NASHVILLE, Tenn (WTVF) — Several people packed the statehouse Monday protesting a bill that would ban abortions if a heartbeat is detected. Planned Parenthood spearheaded the rally calling it "stop the ban" action.
Senate Bill 1236 would ban abortions at six weeks, before most women know they're pregnant, said Lizzy Thomas with Planned Parenthood. Thomas called the proposal "dangerous, extreme and unconstitutional".
Planned Parenthood and other abortion advocates packed inside the Capitol wearing makeshift hospital gowns with a message for lawmakers.
They started upstairs in the Senate gallery and then made their way downstairs in front of the Senate Chamber doors. It was at that point they began to chant ,"Racist, sexists, anti gay, religious fascist go away" to lawmakers leaving session.

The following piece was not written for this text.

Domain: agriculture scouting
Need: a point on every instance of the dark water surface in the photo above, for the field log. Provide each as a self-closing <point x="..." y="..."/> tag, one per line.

"What we're trying to do is confirm that when there's a heartbeat that this would confirm that there is life inside the womb," Senator Mark Pody, the sponsor of the bill
The bill would make it illegal for women to get an abortion if a fetal heartbeat is detected.
"We are highlighting the methods in which people terminated their pregnancies before Roe, the land mark decision that legalized abortion across the United States,' said Thomas.
And while these protesters rally against the legislation, Senator Pody says he is rallying for life.
"The ones I'm standing up for right now, they can't speak out, they do not have that voice and those are the ones I'm speaking out for; these are the ones still in the womb," said Pody.
Pody says 2019 is the time for change. He believes it's easier to pass abortion laws today in the legislature.
"We're here today to say now is the time that we should investigate how we can save these babies," said Pody.
The Senator said he knows his proposal will be challenged in court if it becomes law but he has a plan.
"We want to make sure that the language that we have is going to be constitutional, and that it will stand up in court, and that's exactly what we're trying to do with this bill," Pody said.
However, those who are against the measure say the bill has no place in Tennessee.